Andrew Leone '06 majored in safety and health with a second concentration in architecture during his years at Keene State. He played intramural basketball, was a resident assistant for three years, and participated in Habitat for Humanity all four years, including co-leading a Global Village trip in 2004. He worked construction jobs most summers, but in the summer after his junior year had a special internship opportunity that sharpened his academic focus.

Today, only two years after graduating, he is the lead safety manager at the biggest Department of Energy project in the United States, at the Stanford Linear Accelerator Center in Palo Alto, California. Leone reflects on his years at Keene State and what he loves about his chosen major and career.

As a construction worker myself, I was very much aware of the risks workers willingly take on a daily basis. In the construction industry, people operate and work around a tremendous amount of energy that, if not respected, can easily cause serious injury or death. The Safety and Health program at KSC prepared me to manage programs that facilitate the process of identifying a hazard, implementing appropriate controls, and measuring the successes of those controls. I know that through my efforts, at the end of the day people go home to their families the same way they came into work that morning. To me, that is rewarding.

KSC is a school where you will not get lost in the crowd. Teachers know you by name, and there are ample ways to meet new people from different walks of life. I found at KSC that faculty members are eager to mentor any student who demonstrates a genuine desire to learn and excel in the classroom. In particular for me, professors Wayne Hartz, Melinda Treadwell, and Nora Traviss kept me engaged, pushed me to go beyond my comfort zone, and always took the time to talk when I had a question or needed advice. College is what you make of it, and I encourage any potential student to get involved in extracurricular activities and take every opportunity to build leadership and interpersonal skills. My only regret is that I didn't study abroad.
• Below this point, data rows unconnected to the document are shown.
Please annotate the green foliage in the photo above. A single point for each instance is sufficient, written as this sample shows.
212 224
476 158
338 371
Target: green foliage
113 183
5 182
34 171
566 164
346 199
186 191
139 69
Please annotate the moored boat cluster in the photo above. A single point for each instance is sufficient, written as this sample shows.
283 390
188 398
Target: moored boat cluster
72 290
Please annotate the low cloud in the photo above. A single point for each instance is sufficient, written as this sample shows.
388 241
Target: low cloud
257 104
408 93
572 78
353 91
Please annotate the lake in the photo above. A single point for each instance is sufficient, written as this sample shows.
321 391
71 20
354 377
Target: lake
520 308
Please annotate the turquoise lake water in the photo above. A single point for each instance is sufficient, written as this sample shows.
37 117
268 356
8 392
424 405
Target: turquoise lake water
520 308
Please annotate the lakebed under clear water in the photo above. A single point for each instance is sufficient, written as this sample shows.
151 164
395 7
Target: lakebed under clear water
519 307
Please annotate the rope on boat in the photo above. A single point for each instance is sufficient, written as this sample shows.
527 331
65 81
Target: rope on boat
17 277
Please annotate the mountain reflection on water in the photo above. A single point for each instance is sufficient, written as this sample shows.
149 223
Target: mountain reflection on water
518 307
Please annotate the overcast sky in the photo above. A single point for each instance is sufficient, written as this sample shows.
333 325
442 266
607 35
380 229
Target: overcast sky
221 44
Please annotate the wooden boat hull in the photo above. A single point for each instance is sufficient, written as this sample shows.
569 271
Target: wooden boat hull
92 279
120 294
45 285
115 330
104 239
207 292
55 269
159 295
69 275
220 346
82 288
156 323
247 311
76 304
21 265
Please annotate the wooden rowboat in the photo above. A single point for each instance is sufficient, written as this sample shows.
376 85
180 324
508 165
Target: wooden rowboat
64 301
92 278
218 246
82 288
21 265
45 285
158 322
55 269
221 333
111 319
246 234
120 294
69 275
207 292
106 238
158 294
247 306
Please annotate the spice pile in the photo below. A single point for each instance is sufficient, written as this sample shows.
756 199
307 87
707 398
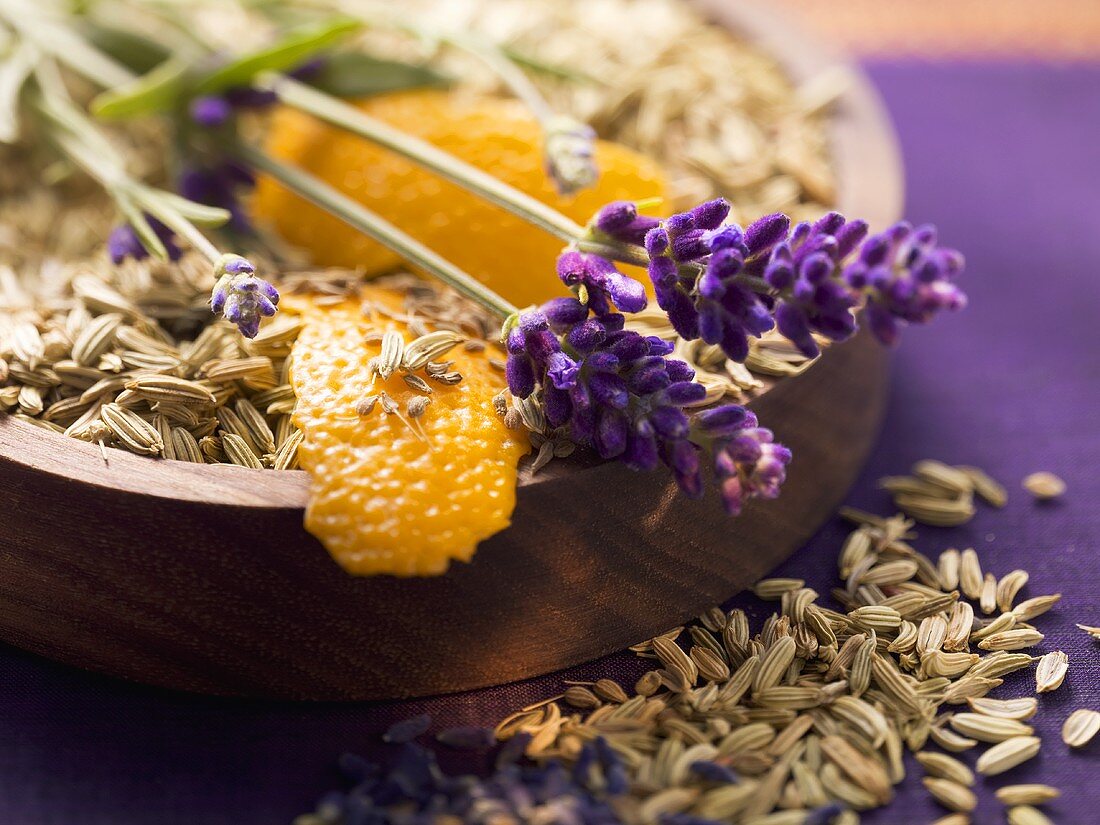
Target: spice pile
805 721
130 356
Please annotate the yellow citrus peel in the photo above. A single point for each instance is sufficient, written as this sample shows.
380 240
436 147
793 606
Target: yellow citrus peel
507 254
389 494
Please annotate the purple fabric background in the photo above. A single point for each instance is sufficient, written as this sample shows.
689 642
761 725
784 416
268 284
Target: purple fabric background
1005 160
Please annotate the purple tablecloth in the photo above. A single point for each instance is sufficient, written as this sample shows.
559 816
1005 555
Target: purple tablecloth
1005 160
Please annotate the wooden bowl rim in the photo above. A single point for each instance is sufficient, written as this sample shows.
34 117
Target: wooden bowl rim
862 144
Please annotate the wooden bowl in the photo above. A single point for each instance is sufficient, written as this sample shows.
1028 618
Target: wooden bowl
201 578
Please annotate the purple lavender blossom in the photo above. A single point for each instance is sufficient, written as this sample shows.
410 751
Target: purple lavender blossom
618 393
747 462
805 271
210 111
699 266
906 278
725 285
605 287
123 242
219 185
622 222
240 296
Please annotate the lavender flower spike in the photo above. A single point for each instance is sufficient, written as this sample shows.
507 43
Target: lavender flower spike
123 242
697 264
747 462
619 394
570 154
240 296
906 277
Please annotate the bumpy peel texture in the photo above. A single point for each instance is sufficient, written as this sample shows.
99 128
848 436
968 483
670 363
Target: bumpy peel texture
382 499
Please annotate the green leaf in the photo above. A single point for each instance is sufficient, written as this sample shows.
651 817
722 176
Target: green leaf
556 70
136 53
200 213
355 75
156 91
13 74
295 47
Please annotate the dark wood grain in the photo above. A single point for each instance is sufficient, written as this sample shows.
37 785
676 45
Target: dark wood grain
202 578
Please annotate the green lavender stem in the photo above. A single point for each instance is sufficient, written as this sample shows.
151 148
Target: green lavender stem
377 228
326 108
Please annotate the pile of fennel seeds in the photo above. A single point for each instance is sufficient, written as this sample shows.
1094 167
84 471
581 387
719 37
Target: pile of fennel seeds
748 122
816 707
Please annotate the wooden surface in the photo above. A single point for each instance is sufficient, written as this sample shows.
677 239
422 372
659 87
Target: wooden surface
202 578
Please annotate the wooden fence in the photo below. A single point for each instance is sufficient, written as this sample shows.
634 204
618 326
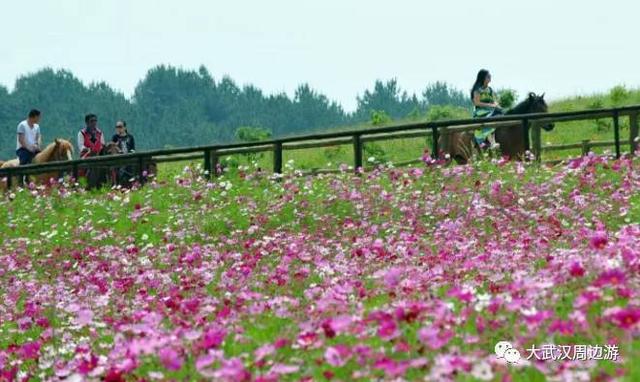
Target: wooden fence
210 154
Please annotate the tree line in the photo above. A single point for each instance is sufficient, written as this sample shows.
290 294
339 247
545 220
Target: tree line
174 107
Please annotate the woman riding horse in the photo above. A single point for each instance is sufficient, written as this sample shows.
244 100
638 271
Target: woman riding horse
485 104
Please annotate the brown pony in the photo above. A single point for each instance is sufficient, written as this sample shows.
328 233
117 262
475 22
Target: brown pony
59 150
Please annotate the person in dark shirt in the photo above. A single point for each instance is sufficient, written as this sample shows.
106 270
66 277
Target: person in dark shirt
122 137
127 144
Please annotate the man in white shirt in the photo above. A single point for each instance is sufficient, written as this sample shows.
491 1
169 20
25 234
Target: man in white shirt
29 138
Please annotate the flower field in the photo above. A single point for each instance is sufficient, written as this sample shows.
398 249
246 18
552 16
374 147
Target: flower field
396 274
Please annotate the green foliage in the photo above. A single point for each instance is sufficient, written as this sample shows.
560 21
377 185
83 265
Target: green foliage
374 153
252 134
440 113
619 94
379 118
507 98
441 93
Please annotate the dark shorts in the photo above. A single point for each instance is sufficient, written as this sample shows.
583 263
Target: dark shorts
25 156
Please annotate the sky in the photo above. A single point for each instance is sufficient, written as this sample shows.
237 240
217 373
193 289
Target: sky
339 47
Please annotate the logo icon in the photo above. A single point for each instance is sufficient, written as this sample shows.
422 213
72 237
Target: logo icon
504 350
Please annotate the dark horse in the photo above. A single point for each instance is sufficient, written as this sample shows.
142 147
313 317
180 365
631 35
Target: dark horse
97 175
512 139
460 146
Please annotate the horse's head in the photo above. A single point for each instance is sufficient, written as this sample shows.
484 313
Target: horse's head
63 150
537 104
111 148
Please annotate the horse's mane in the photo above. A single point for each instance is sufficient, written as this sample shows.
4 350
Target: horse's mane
521 108
48 152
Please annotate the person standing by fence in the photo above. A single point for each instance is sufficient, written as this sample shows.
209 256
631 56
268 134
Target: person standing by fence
125 141
29 139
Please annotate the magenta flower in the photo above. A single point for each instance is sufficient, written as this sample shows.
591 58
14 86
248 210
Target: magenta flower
626 318
338 355
435 338
610 277
565 328
576 269
170 359
598 240
213 337
30 350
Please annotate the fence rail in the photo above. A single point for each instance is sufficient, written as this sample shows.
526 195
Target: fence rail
211 153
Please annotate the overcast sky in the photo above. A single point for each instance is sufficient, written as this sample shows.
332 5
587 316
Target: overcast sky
340 47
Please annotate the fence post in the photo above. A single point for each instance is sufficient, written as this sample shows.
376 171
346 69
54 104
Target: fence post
616 132
9 180
525 134
214 162
141 169
436 137
446 139
633 131
207 164
277 157
585 147
537 141
74 172
357 152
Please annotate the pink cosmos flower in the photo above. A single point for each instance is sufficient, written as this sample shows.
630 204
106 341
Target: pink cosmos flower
232 370
610 277
30 350
338 355
434 338
392 368
388 329
598 240
626 318
576 269
213 337
170 359
565 328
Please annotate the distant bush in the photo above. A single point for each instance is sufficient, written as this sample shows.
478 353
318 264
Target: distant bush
379 117
334 153
444 112
253 134
375 152
618 95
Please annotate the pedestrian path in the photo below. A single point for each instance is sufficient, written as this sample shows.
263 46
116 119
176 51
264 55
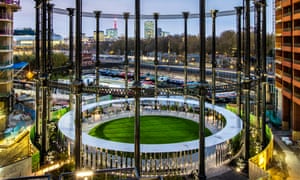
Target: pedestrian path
291 159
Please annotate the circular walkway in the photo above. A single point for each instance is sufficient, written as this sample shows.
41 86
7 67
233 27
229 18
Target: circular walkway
232 128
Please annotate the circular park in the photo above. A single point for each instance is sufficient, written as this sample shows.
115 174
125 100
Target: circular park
169 137
154 130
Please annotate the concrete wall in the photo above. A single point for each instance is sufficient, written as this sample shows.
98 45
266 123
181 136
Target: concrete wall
18 169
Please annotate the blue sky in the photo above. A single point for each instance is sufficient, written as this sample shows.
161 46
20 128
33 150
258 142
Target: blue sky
26 16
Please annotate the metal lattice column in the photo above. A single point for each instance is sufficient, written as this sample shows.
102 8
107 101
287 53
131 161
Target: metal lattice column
77 85
239 59
137 88
202 92
97 16
155 15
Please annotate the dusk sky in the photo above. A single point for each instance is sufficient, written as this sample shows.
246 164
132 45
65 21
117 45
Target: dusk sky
26 16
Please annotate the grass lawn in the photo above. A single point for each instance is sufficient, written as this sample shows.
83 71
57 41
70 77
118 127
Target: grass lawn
154 130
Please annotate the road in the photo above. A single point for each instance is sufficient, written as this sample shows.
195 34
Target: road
286 159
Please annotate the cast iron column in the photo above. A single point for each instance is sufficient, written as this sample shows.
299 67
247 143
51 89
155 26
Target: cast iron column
38 69
126 63
71 52
77 85
213 59
185 17
49 41
264 72
202 92
258 63
239 59
44 81
49 57
97 15
247 84
137 87
155 57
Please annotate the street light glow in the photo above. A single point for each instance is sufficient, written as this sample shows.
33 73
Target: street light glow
84 173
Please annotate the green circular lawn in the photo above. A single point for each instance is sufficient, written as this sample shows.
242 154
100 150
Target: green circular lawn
154 130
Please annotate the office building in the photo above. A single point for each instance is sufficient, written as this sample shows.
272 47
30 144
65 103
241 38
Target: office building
7 9
287 61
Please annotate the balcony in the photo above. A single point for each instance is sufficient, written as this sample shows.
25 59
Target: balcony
288 90
4 47
10 2
6 32
296 61
5 16
278 72
296 94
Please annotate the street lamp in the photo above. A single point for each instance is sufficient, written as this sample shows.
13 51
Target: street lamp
84 174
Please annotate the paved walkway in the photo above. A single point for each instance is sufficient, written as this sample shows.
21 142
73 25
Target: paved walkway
289 158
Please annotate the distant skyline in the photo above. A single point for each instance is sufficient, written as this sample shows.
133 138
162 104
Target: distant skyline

In the summer following my junior year, I had the opportunity to apply my developing safety and health knowledge in an internship at Carlisle Wide Plank Floors, a mill industry setting. I worked on reviewing and recommending additions to the Injury and Illness Prevention Plan and developing job safety analysis and training tools for job-specific tasks. This internship helped me narrow my career focus and gave me a greater understanding of the expectations and responsibilities of a safety professional.

After graduation, I had another internship, working for Turner Construction as a safety and health manager intern in San Francisco. This internship was very dynamic and challenging. I was familiar with construction, but not at this magnitude. Fortunately for me, I was coached by one of the premier certified safety professionals in the construction industry today, T. J. Lyons. Over a period of four months, I was able to build upon my KSC foundation and was hired on full-time. I am currently the lead safety manager. Within the next year, I am taking the Construction Health and Safety Technician course and test. My goal in the next five years is to become a certified safety professional.

Keene State gave me the opportunity to obtain a marketable skill, challenged my academic perspectives and ideas through liberal arts studies, and helped to strengthen my interpersonal skills and value system.